The aim of the work was to study the clinical and genetic factors at children with obese that predispose to the development of MS, and the development of algorithm for generating risk of MS.
Materials and methods: Two comparable age and sex groups of children--148 children with obesity and 46--with normal body weight. We assessed anthropometric indices, blood pressure (BP), lipid profile, carbohydrate metabolism, the level of uric acid. 83 children with obesity were genotyped for polymorphisms: I/D gene ACE, G-75A ApoA1, S19W ApoA5, Sstl ApoC3, E2/E3/E4 ApoE and W/R ADRB3.

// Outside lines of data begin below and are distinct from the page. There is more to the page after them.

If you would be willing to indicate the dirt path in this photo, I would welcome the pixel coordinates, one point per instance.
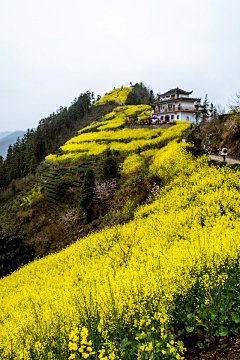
(228, 159)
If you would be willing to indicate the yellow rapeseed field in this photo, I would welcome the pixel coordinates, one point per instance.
(118, 95)
(88, 300)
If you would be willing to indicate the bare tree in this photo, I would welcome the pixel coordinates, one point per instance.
(234, 102)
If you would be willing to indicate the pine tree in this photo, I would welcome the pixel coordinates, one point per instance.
(110, 167)
(32, 165)
(87, 190)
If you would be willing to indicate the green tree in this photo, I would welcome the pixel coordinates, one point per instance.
(14, 252)
(110, 167)
(32, 165)
(87, 192)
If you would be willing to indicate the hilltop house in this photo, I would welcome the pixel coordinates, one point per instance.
(175, 104)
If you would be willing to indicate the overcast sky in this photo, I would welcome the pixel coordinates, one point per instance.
(53, 50)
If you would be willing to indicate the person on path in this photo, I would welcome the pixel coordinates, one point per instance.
(224, 152)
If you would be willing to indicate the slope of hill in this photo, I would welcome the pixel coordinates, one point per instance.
(5, 133)
(9, 139)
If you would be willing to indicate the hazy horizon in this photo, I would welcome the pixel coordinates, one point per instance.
(53, 51)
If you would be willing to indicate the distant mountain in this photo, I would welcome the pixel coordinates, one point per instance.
(5, 133)
(10, 139)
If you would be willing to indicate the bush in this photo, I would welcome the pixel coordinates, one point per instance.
(62, 186)
(14, 252)
(87, 193)
(222, 163)
(234, 166)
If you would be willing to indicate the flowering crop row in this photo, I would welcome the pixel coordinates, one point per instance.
(118, 95)
(95, 298)
(127, 140)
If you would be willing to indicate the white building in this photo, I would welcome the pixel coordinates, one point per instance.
(175, 104)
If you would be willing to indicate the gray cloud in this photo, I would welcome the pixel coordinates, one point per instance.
(53, 50)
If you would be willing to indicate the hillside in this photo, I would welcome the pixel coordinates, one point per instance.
(9, 139)
(152, 264)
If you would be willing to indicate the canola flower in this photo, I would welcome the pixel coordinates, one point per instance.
(126, 277)
(124, 140)
(118, 95)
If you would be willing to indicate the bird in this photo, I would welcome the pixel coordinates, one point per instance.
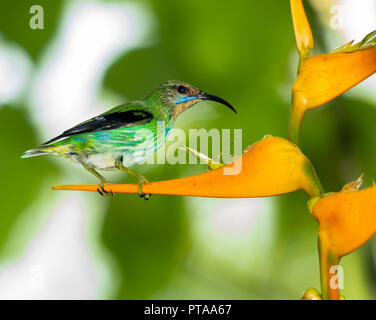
(117, 139)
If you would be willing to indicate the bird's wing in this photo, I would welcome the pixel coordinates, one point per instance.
(121, 116)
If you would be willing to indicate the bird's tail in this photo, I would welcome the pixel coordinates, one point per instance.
(35, 152)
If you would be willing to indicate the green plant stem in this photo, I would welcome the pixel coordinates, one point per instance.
(327, 260)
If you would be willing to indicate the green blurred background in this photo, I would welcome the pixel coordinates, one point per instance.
(92, 55)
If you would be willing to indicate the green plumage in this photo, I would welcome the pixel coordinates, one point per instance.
(126, 134)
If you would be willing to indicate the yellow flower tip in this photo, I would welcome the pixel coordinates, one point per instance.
(272, 166)
(346, 219)
(311, 294)
(353, 185)
(303, 33)
(324, 77)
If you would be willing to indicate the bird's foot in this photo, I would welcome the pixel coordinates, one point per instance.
(102, 191)
(142, 181)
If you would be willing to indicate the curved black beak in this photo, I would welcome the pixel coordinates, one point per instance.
(206, 96)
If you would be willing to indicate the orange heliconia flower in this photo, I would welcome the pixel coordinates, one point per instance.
(269, 167)
(347, 219)
(324, 77)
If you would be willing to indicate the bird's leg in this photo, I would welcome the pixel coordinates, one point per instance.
(141, 179)
(103, 183)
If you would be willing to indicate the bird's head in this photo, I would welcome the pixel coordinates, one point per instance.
(179, 96)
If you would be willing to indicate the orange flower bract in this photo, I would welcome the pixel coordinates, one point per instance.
(347, 219)
(270, 167)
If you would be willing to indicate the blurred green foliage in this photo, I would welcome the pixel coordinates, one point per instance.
(243, 51)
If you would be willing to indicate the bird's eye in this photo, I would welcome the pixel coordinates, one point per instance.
(182, 89)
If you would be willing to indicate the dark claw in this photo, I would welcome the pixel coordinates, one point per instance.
(104, 191)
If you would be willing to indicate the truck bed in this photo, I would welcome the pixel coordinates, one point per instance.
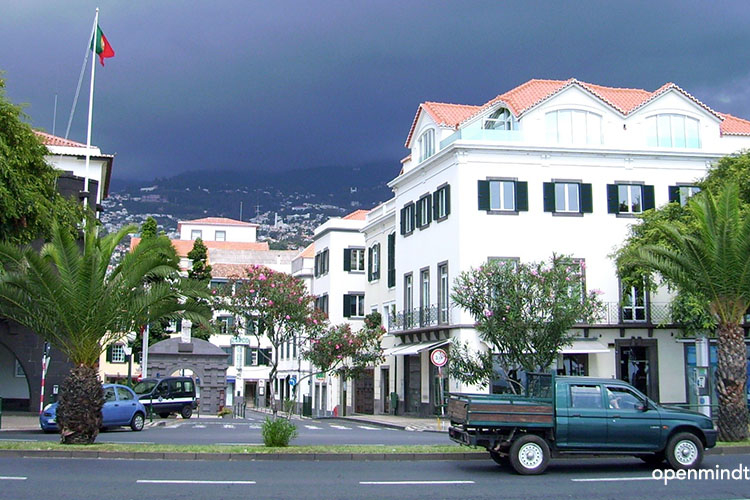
(498, 410)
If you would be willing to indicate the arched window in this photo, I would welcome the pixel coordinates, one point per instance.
(672, 131)
(426, 145)
(573, 126)
(502, 119)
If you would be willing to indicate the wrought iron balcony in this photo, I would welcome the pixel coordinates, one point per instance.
(420, 317)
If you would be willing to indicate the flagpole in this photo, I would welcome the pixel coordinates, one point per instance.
(91, 112)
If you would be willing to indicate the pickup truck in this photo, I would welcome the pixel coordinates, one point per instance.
(578, 415)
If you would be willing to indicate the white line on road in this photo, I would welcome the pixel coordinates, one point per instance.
(611, 479)
(188, 481)
(415, 482)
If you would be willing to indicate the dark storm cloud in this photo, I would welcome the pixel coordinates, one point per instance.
(278, 85)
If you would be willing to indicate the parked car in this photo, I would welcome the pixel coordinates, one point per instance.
(168, 395)
(573, 415)
(121, 407)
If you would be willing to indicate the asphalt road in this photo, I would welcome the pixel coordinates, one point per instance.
(620, 478)
(247, 431)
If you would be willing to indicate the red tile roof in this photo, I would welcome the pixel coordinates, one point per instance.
(445, 115)
(356, 215)
(183, 247)
(529, 94)
(53, 140)
(219, 221)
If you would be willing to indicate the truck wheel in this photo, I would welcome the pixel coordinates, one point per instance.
(529, 454)
(653, 458)
(499, 459)
(137, 422)
(684, 451)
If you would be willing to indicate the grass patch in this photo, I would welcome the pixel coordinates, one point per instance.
(260, 449)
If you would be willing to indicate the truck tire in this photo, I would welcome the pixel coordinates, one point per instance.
(502, 460)
(187, 411)
(684, 451)
(529, 454)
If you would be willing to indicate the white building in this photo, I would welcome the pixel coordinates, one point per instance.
(549, 166)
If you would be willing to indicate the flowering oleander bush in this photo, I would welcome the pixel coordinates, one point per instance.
(524, 311)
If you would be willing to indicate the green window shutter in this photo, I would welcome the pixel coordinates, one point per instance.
(549, 196)
(648, 198)
(483, 195)
(347, 259)
(587, 200)
(613, 201)
(674, 194)
(522, 196)
(369, 264)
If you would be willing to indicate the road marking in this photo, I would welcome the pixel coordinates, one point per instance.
(612, 479)
(188, 481)
(414, 482)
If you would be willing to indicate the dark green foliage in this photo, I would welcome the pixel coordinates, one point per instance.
(200, 271)
(79, 413)
(277, 432)
(29, 200)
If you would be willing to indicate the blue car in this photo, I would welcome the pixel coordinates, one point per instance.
(121, 407)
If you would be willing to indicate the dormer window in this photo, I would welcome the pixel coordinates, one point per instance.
(572, 126)
(502, 119)
(672, 131)
(426, 145)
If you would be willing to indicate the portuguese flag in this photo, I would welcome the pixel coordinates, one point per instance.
(101, 45)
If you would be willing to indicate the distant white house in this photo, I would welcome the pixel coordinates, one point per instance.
(549, 166)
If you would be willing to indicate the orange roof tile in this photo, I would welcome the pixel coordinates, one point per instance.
(183, 247)
(223, 221)
(53, 140)
(444, 114)
(356, 215)
(734, 126)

Results: 98,0% of children had abdominal obesity. In 35,8% was identified high blood pressure. In 47,4% was diagnosed hypo-alpha cholesterolemia and/or hypertriglyceridemia (HTG). In 21,0% of children was identified hyperglycemia. 25,7%were suffered from hyperuricemia. Among the genotyped children 57,0% of homo-and heterozygous carriers of D allele ACE gene had high blood pressure. More than half of the holders of 19W-allele ApoA5 (68,5%),--75A-allele of ApoA1 (56,0%), 52-allele of the gene ApoC3 (53,0%), E4-ApoE gene (85,7%), in the heterozygous state had metabolic TG and/or HDL. In 60,3% of the carriers W/W genotype of ADRB3 gene revealed a combination of hyperglycemia with hyperinsulinemia and/or TG.
Conclusion: As a result of, aiming aimed at early detection of the major manifestations of MS clinical and genetic study was revealed stable combination of constitutional, metabolic and molecular-genetic factors. Based on these data was developed algorithm for forming groups at risk of MS and individual tactics to prevent and/or therapy.